A convenience macro that generates simple scalar forward or reverse rules using the provided partial derivatives. Specifically, generates the corresponding methods for frule and rrule:

function ChainRulesCore.frule((NoTangent(), Δx₁, Δx₂, ...), ::typeof(f), x₁::Number, x₂::Number, ...)
    Ω = f(x₁, x₂, ...)
    $(statement₁, statement₂, ...)
    return Ω, (
            (∂f₁_∂x₁ * Δx₁ + ∂f₁_∂x₂ * Δx₂ + ...),
            (∂f₂_∂x₁ * Δx₁ + ∂f₂_∂x₂ * Δx₂ + ...),
            ...
        )
end

function ChainRulesCore.rrule(::typeof(f), x₁::Number, x₂::Number, ...)
    Ω = f(x₁, x₂, ...)
    $(statement₁, statement₂, ...)
    return Ω, ((ΔΩ₁, ΔΩ₂, ...)) -> (
            NoTangent(),
            ∂f₁_∂x₁ * ΔΩ₁ + ∂f₂_∂x₁ * ΔΩ₂ + ...),
            ∂f₁_∂x₂ * ΔΩ₁ + ∂f₂_∂x₂ * ΔΩ₂ + ...),
            ...
        )
end

If no type constraints in f(x₁, x₂, ...) within the call to @scalar_rule are provided, each parameter in the resulting frule/rrule definition is given a type constraint of Number. Constraints may also be explicitly be provided to override the Number constraint, e.g. f(x₁::Complex, x₂), which will constrain x₁ to Complex and x₂ to Number.

At present this does not support defining for closures/functors. Thus in reverse-mode, the first returned partial, representing the derivative with respect to the function itself, is always NoTangent(). And in forward-mode, the first input to the returned propagator is always ignored.

The result of f(x₁, x₂, ...) is automatically bound to Ω. This allows the primal result to be conveniently referenced (as Ω) within the derivative/setup expressions.

This macro assumes complex functions are holomorphic. In general, for non-holomorphic functions, the frule and rrule must be defined manually.

If the derivative is one, (e.g. for identity functions) true can be used as the most general multiplicative identity.

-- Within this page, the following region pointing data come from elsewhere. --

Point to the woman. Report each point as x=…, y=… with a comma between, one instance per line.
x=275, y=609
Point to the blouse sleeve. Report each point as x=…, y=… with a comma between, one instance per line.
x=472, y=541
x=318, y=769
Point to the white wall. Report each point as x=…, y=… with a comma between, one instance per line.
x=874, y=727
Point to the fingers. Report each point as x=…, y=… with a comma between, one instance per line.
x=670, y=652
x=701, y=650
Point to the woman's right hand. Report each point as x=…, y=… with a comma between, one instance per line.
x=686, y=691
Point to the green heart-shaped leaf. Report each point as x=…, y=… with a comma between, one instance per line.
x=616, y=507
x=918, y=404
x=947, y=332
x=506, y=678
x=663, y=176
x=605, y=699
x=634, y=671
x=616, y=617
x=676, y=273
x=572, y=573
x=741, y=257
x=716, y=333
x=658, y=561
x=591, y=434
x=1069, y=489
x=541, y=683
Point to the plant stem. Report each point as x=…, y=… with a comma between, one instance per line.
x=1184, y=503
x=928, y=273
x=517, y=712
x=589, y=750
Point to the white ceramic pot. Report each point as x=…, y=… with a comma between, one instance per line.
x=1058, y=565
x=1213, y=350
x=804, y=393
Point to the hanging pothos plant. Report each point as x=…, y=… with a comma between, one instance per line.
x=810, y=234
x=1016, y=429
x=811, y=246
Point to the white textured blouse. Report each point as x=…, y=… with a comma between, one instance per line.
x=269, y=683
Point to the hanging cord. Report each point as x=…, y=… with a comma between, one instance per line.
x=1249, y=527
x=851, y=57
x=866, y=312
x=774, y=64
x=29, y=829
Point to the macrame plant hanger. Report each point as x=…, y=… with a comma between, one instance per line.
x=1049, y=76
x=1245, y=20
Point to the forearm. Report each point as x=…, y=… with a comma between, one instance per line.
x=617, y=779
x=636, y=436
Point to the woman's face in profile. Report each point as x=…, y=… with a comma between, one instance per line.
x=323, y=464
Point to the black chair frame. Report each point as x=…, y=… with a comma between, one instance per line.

The @setup argument can be elided if no setup code is need. In other words:

@scalar_rule(f(x₁, x₂, ...),
             (∂f₁_∂x₁, ∂f₁_∂x₂, ...),
             (∂f₂_∂x₁, ∂f₂_∂x₂, ...),
             ...)

is equivalent to:

@scalar_rule(f(x₁, x₂, ...),
             @setup(nothing),
             (∂f₁_∂x₁, ∂f₁_∂x₂, ...),
             (∂f₂_∂x₁, ∂f₂_∂x₂, ...),
             ...)

For examples, see ChainRules' rulesets directory.

See also: frule, rrule.

ChainRulesCore.NoTangent — Type

NoTangent() <: AbstractZero

This tangent indicates that the derivative does not exist. It is the tangent type for primal types that are not differentiable, such as integers or booleans (when they are not being used to represent floating-point values). The only valid way to perturb such values is to not change them at all. As a consequence, NoTangent is functionally identical to ZeroTangent(), but it provides additional semantic information.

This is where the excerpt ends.